Aside from thrashing Pauly Shore impersonator Stephen Miller, who just so happens to be a White House senior advisor and a possible Anthony Scaramucci replacement, John Oliver also dedicated a sizable chunk of Sunday’s Last Week Tonight to the border patrol. Specifically, the comedian took issue with the president’s previously announced plan to hire 15,000 new personnel for the Homeland Security Department’s Immigration and Customs Enforcement (ICE) division, which primarily patrols the country’s southern and northern borders. To voice his concerns as clearly as possible, he enlisted Arrested Development‘s very own Gob Bluth, Will Arnett.
Announced by Trump soon after taking office in February, the hiring push has run into several obstacles, as well as pushback from a federal watchdog’s report commissioned and released by DHS Inspector General John Roth (who just so happens to be an Obama appointee). To better understand why this renewed focus on border security might not go so well, Oliver and his researchers delved into President George W. Bush and his administration’s similar hiring and recruitment tactics following the September 11th attacks. Said tactics included sponsoring a NASCAR entry and airing television commercials during Dallas Cowboys game, but as Last Week Tonight cautioned, very little attention was paid to the quality of the applicants. Hence why so many issues occurred throughout the years following Bush’s hiring surge.

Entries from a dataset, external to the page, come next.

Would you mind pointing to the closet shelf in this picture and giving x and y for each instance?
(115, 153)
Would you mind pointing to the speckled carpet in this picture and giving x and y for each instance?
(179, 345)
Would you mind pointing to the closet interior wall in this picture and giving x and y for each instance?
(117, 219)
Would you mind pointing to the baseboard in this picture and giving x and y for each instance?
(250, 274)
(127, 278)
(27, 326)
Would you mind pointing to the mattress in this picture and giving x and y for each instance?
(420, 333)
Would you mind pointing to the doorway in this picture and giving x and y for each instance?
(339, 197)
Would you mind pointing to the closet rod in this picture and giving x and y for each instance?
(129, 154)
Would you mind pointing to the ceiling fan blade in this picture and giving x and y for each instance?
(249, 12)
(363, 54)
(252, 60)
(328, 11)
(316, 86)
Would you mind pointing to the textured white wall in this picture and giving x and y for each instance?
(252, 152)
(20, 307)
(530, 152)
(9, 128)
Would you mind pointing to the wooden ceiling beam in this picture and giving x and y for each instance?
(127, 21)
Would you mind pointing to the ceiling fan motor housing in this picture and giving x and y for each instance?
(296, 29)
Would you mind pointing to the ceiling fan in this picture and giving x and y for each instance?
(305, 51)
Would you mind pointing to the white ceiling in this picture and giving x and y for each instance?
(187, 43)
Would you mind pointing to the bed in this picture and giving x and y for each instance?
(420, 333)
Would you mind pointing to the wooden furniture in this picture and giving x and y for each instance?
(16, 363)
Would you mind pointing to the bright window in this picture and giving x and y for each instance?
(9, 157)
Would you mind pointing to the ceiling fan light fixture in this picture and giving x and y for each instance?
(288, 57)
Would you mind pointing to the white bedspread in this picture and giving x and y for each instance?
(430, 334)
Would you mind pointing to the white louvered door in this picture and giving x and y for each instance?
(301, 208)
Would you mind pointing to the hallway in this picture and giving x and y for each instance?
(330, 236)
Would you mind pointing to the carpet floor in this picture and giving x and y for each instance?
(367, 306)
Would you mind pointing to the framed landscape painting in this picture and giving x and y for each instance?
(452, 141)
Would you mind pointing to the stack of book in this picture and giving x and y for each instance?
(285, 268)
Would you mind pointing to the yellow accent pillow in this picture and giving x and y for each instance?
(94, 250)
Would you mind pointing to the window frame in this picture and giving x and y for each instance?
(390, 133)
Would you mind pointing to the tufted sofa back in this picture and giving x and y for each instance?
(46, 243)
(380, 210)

“Whatever your feelings about the laws the border patrol have been given to enforce,” says Oliver, “you do want the best possible people enforcing them. Because if you don’t, as we have seen, bad things happen. This is a story about the danger of not learning from your mistakes.” To amend this otherwise problematic situation as best as possible, the host suggests ICE do right by Americans, Mexicans, and “the good border patrol agents just trying to do a difficult job well” and advertise this latest hiring surge accurately. Specifically, DHS should provide “recruitment ads that show potential agents what the job is really like.”
Cue Arnett’s gruff, baritone voice, with which the Bojack Horseman actor warns hardcore border militia wannabes against joining ICE since actual border patrol work is way more boring than they might expect. “The border patrol may not be for you, because a lot of the time the job… is just you, the desert and nothing for miles around,” he quips. “This is a job that can combine hours of boredom with sudden bursts of action.”